You can! It’s the best way to take advantage of the tedium: make a huge batch, and freeze the extras for another night, or a party, etc.
Do it one of two ways:
- Steam the tamales first, then cool, wrap in foil in pairs or individually, and bag for the freezer. Be sure to mark what kind are in the bag. Tamale surprise is not always nice. To re-heat them, microwave.
- Form, wrap, and freeze them uncooked. To cook and heat, steam them as if they were fresh, but add 10 minutes to the time.
- Popper Tamales: beat 8 oz cream cheese or neuf chatal cheese with a can of mild green chiles (plus some of the juice), or 8-9 fine-chopped pepperoncini. Load the cheese mixture into a zip-loc style plastic bag, cut one corner off, and pipe a fat bead of cheese down the middle of the masa. Form and steam. These taste like really good cream cheese-stuffed peppers. (Use a half-batch of the masa proportions above.)
- Shredded Beef & Cheese: 1.5 pounds shredded beef roast, garlic and red pepper flakes to taste, about 1 tsp cumin, 2 oz sharp cheddar cheese (shredded), 3 oz manchego cheese (shredded). Assemble and steam as for the pork tamales.

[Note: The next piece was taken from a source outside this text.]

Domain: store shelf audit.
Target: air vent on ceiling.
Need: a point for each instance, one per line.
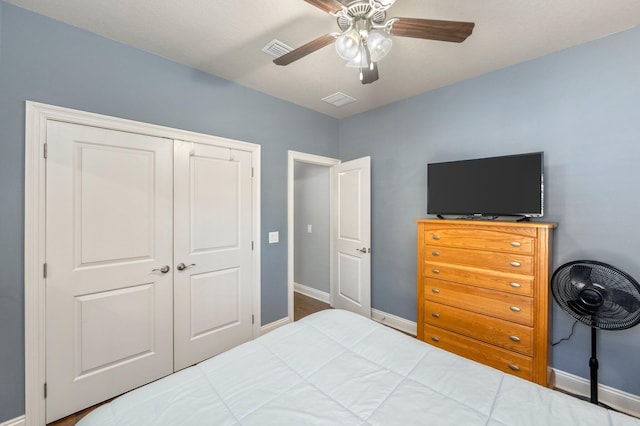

- Chicken & Cheese: use thighs for the best flavor
- Meat and Green Chile: Mix your favorite shredded meat with canned green chiles, and a bit of sour cream if you like, plus spices as desired. I like cumin, my Tall, Dark, and Slightly Neanderthal husband does not. I occasionally cater to him.
- Meat and mole: Mix your favorite shredded meat with your favorite mole sauce, assemble and steam.
- Dessert: I’ve not tried it yet, but I’d like to make the masa with apple juice and a bit of cinnamon and citrus rind, then fill the middles with sauteed apples or pears, for a dessert tamale.
- Mini Males: Your favorite version, made half-size for tasty party nibbles. We love nibbles.
On-line searches will find dozens of different tamale filling ideas. We may work our way through them all over the course of the winter.
Now, if you’ll excuse me, we’re eating tamales for dinner tonight.